Cities Ask Supreme Court to Review Validity of Fees Levied on Cable Providers


According to a petition for a writ of certiorari filed on Monday, the Cities of Eugene and Portland, Ore. (together, Eugene) want the nation’s high court to weigh in on conflicting decisions rendered by the Sixth Circuit and the Oregon Supreme Court regarding governmental fees on cable providers.

The question is whether the federal Cable Communications Policy Act of 1984 (Cable Act) preempts state and local governments from collecting fees from cable service operators for their use of the rights-of-way to provide non-cable services, like broadband internet.

The petition was filed in a case related to seven others. As such, and in addition to the two Oregon cities, more than a dozen petitioners, namely other municipalities and trade organizations, have taken up the cause. The filing recounts how the Sixth Circuit upheld a Federal Communications Commission (FCC) ruling that explicitly repudiated a 2016 Oregon Supreme Court ruling.

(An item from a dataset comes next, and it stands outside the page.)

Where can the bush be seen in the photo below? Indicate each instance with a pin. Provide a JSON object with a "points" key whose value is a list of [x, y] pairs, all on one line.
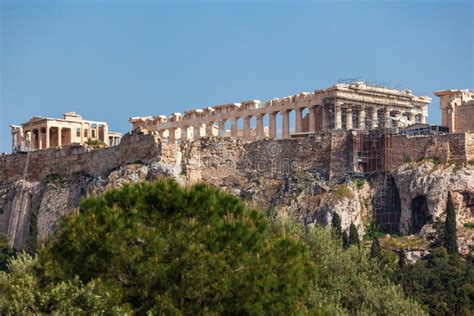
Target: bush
{"points": [[165, 249], [442, 282]]}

Regarding the latter decision, the state court held that “fees on non-cable services are not preempted based on a straightforward textualist reading of the Cable Act, including its savings clauses preserving state and local authority,” the petition said. By contrast, the Sixth Circuit affirmed the FCC’s invalidation of fees like Eugene’s based on “rights impliedly given to cable operators by the Cable Act to use the rights-of-way without paying any generally applicable fees on their provision of non-cable services like broadband internet services.”

Eugene first argues that review is necessary to resolve conflict between the state and federal rulings on an important federalism issue. The petitioner then asserts that the challenged ruling is problematic because it exempts cable operators, and those companies alone, from “all otherwise generally applicable fees like Eugene’s, granting them a unique, preferential advantage over broadband providers that are not also cable operators.”  

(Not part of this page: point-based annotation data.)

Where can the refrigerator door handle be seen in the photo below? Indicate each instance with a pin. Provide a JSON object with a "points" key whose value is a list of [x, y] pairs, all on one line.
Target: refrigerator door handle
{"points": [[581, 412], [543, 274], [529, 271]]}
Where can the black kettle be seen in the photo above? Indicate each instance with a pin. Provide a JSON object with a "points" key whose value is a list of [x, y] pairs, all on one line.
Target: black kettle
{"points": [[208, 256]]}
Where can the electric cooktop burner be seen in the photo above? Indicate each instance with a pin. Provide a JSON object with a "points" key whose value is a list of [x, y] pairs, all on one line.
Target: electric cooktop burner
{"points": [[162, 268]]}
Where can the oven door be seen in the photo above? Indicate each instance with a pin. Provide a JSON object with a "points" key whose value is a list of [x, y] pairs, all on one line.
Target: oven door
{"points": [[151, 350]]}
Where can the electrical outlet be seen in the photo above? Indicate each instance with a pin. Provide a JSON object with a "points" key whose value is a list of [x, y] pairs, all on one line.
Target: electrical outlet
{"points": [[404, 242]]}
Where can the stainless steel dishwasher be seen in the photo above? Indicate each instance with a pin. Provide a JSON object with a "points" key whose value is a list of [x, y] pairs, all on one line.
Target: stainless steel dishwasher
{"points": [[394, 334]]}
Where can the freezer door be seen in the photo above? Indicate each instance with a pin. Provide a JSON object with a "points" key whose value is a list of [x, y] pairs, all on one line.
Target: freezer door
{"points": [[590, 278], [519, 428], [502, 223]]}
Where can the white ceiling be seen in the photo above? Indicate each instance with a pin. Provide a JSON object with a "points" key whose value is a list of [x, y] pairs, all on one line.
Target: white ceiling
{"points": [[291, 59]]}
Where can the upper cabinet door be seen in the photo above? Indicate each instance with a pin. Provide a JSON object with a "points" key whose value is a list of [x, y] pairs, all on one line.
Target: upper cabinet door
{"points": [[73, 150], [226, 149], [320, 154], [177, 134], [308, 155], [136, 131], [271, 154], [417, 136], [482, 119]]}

The decision thus impacts competition in the communications industry, tipping the scales in favor of cable-only service operators in comparison to broadband internet providers. “Nothing in the Cable Act’s text, history, or its subsequent amendments remotely suggests that Congress intended such favoritism,” the petition states.

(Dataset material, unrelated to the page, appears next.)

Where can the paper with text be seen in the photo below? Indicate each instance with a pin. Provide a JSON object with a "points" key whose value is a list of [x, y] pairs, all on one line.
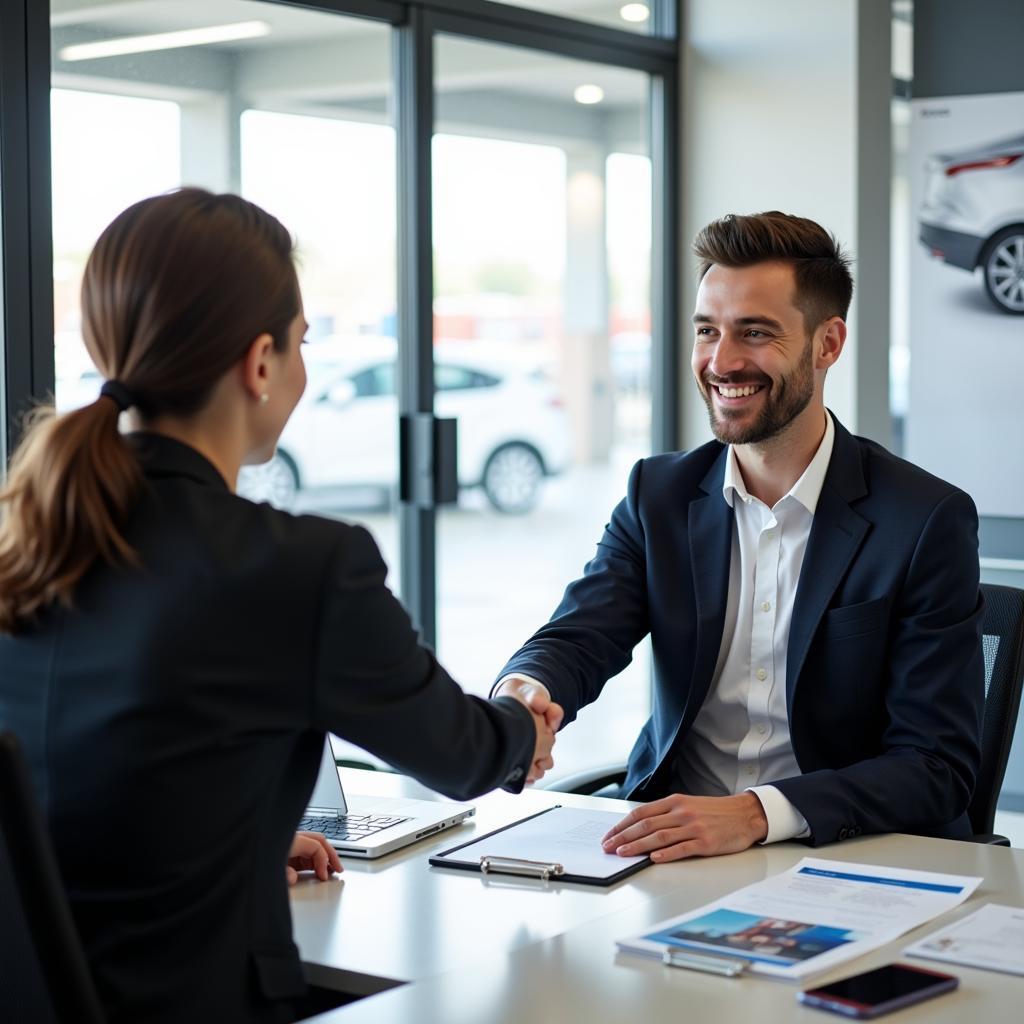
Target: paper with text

Eugene also argues that review is warranted to provide clarity on the proper approach to implied preemption in a case where the statute contains express preemption clauses that do not prohibit a particular action, together with express savings clauses that clearly preserve state and local authority. Unless the court takes up the issue and sets forth a high threshold for implied preemption, “federal agencies and lower courts may preempt broadly with little tether to statutory text,” the petition warns.

The City of Eugene is represented by Spiegel & McDiarmid LLP and co-petitioner the City of Portland by Best Best & Krieger LLP.